A memoir of uncovering family secrets
Secrets of the Asylum (an unpublished manuscript) is the story of dark family secrets, and how the repercussions of suppressing the truth trickled down through the generations of my family. After five years of dogged research — following the clues in Grandma’s patient record, locating ancestral homes and graves, discovering cousins I never knew I had, and using DNA testing — I unraveled a Dickensian tale of immigration, poverty, sexual violation, family betrayal, and ultimately, redemption.
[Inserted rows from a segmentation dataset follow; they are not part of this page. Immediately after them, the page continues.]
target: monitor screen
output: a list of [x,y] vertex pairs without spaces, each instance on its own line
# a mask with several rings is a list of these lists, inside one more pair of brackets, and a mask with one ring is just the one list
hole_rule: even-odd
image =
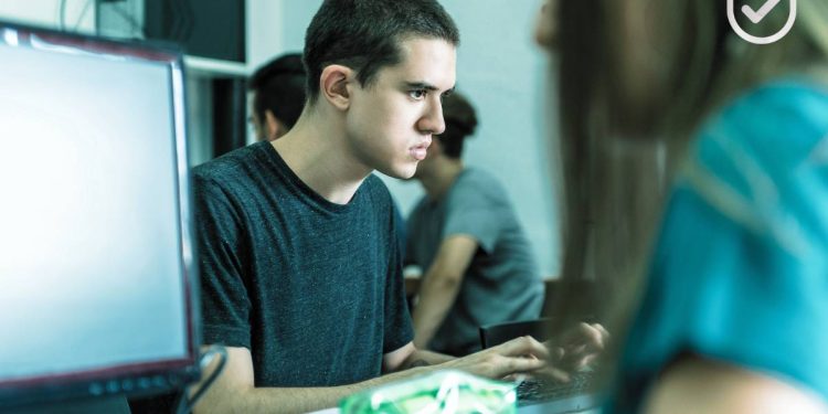
[[0,23],[0,406],[198,375],[181,56]]

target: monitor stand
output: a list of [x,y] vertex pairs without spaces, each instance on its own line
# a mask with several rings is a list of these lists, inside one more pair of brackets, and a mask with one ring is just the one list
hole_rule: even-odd
[[78,401],[31,405],[20,408],[0,408],[0,414],[130,414],[127,399],[105,396]]

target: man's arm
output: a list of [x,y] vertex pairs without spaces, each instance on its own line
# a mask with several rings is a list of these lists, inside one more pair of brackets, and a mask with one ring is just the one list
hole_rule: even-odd
[[425,349],[448,315],[463,284],[477,241],[468,235],[452,235],[440,243],[432,266],[420,286],[420,300],[412,317],[414,346]]
[[[429,359],[412,343],[384,355],[388,370],[401,369],[412,358]],[[195,413],[307,413],[336,406],[342,397],[393,381],[405,380],[440,369],[457,369],[476,375],[501,379],[513,373],[548,369],[545,346],[522,337],[471,355],[431,367],[413,367],[355,384],[330,388],[255,388],[253,360],[246,348],[227,348],[224,370],[195,405]],[[212,372],[215,361],[205,370]],[[202,380],[203,381],[203,380]],[[194,389],[198,389],[197,385]]]
[[[212,372],[215,363],[205,370]],[[404,380],[426,371],[425,368],[396,372],[357,384],[330,388],[256,388],[253,360],[246,348],[227,348],[224,370],[195,405],[203,413],[307,413],[333,407],[348,395],[386,382]],[[201,384],[194,386],[198,389]]]

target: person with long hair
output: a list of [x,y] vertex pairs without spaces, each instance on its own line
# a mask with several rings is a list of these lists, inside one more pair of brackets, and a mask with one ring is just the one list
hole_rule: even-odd
[[[828,2],[550,2],[564,278],[613,293],[606,412],[828,410]],[[744,7],[744,8],[743,8]],[[758,11],[758,12],[757,12]]]

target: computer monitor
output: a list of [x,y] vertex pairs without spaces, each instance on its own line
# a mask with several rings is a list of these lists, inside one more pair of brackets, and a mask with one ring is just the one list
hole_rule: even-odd
[[177,52],[0,22],[0,408],[198,378],[183,88]]

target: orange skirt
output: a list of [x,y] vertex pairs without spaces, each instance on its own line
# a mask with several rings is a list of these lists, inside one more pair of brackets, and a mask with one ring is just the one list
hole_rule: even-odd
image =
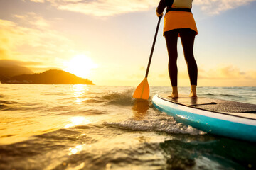
[[164,19],[164,33],[169,30],[179,28],[190,28],[196,31],[196,35],[198,34],[192,13],[180,11],[167,12]]

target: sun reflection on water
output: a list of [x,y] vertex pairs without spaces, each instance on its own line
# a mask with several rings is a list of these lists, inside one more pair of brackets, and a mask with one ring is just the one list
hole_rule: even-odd
[[70,118],[70,123],[67,124],[65,128],[70,128],[73,126],[75,126],[75,125],[78,125],[80,124],[89,124],[91,123],[91,121],[85,119],[85,117],[82,116],[75,116],[75,117],[72,117]]
[[80,104],[83,101],[87,98],[81,98],[85,96],[85,93],[88,91],[88,86],[86,84],[74,84],[72,86],[73,97],[75,98],[75,103]]

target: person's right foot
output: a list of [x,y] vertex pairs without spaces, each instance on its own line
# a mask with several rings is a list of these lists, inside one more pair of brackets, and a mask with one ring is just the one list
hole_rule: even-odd
[[178,94],[171,93],[171,94],[170,96],[169,96],[169,97],[170,97],[170,98],[178,98]]
[[193,92],[193,91],[191,91],[190,94],[189,94],[190,97],[197,97],[196,93]]

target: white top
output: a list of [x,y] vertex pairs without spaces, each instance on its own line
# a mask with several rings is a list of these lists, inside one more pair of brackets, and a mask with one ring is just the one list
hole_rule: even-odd
[[191,8],[193,0],[174,0],[172,7],[174,8]]

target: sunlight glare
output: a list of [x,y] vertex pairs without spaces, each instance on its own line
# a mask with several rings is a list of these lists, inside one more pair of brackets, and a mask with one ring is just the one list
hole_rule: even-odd
[[67,124],[65,128],[68,128],[82,123],[89,124],[91,123],[89,120],[86,120],[85,118],[82,116],[72,117],[70,121],[71,123]]
[[97,67],[97,65],[85,55],[75,55],[64,65],[67,67],[65,71],[82,78],[88,78],[91,70]]

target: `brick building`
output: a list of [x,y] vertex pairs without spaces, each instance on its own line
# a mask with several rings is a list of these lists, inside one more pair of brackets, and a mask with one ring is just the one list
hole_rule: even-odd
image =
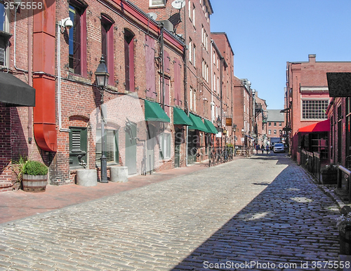
[[[326,73],[350,70],[350,62],[317,62],[315,55],[309,55],[308,62],[286,63],[286,108],[284,111],[288,114],[286,130],[290,133],[291,157],[293,160],[298,158],[299,146],[315,147],[311,148],[311,151],[314,148],[327,148],[329,136],[322,133],[327,133],[329,130],[314,133],[301,128],[327,118],[326,112],[329,104],[329,95]],[[325,155],[329,155],[328,153]]]
[[[249,148],[254,142],[253,123],[253,89],[251,83],[247,79],[233,78],[234,92],[234,123],[237,125],[237,141],[239,148]],[[253,113],[254,116],[254,113]]]
[[255,134],[257,139],[255,143],[260,146],[265,146],[267,143],[267,104],[265,99],[258,97],[257,92],[255,95]]
[[221,120],[217,138],[220,146],[234,144],[233,77],[234,52],[228,37],[223,32],[211,32],[212,121]]
[[266,125],[266,132],[267,136],[267,142],[270,143],[270,139],[275,139],[283,141],[283,129],[285,125],[285,115],[280,112],[280,109],[268,109],[267,119]]
[[[2,168],[19,155],[42,160],[55,185],[74,181],[78,169],[100,169],[102,93],[108,166],[126,165],[129,174],[172,168],[176,144],[184,166],[184,123],[173,117],[184,109],[184,43],[125,1],[46,3],[16,22],[6,17],[3,71],[32,84],[36,96],[34,110],[1,103]],[[103,92],[94,76],[101,55],[110,73]],[[0,175],[8,187],[11,175]]]

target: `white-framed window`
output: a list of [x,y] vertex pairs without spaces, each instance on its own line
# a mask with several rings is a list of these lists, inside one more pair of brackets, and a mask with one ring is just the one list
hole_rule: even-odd
[[171,134],[163,132],[159,136],[159,159],[171,158]]
[[156,6],[164,6],[166,0],[150,0],[149,6],[156,7]]
[[[105,142],[106,148],[106,158],[107,164],[118,164],[118,130],[105,129]],[[95,148],[95,163],[100,165],[101,158],[101,130],[96,130],[96,144]]]
[[301,118],[304,120],[324,120],[327,118],[329,99],[303,99]]
[[8,11],[5,8],[4,1],[0,1],[0,66],[8,66],[8,40],[12,34],[8,33]]

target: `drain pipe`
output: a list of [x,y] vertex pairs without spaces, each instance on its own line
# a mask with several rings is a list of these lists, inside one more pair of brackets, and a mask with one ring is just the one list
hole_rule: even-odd
[[[28,85],[33,86],[33,67],[32,52],[33,50],[33,10],[28,11]],[[15,61],[15,57],[13,61]],[[32,144],[33,134],[33,106],[28,106],[28,143]]]
[[60,132],[69,132],[69,129],[62,128],[61,110],[61,25],[58,22],[58,130]]

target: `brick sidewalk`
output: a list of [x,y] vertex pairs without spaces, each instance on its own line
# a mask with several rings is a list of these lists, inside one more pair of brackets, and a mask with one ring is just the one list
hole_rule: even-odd
[[84,187],[75,184],[48,186],[44,193],[23,190],[0,193],[0,223],[86,202],[131,189],[148,186],[179,176],[189,174],[208,167],[193,165],[146,176],[133,176],[126,183],[98,183],[96,186]]

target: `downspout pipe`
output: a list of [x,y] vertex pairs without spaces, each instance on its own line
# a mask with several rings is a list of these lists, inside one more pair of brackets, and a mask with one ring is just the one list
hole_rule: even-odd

Secrets of the Asylum is also a captivating view of American history from the point of view of a poor French-Canadian family that immigrated to the U.S. to work in a textile mill in Danielson, Connecticut, under grueling conditions. It is a heartbreaking story of the women in the family who ended up in an overcrowded state hospital during the first half of the 20th century, subjected to therapies that ranged from dubiously effective to outright abusive. It is also an inspiring story of both Grandma’s and Mom’s determination to overcome their unfortunate circumstances and strive for a better life for themselves and their children.
The reader follows me along as I unravel the family saga and observes my transformation from a reluctant genealogist into a relentless family historian. As I learned the tragic details of my ancestors’ lives, I welled up with empathy for my grandmother and my mother. They were both emotionally damaged, either by mental illness or by the psychological defenses they mounted against the trauma in their lives. It was no wonder that Mom had difficulty summoning up the kind of emotional nurturing for which I had craved all my life. But I also realized that unless I revealed their secrets, the family trauma would continue to be passed down to the next generation, as it had been to mine. Secrets of the Asylum is a testament to the potential of family history to empower people and heal old wounds.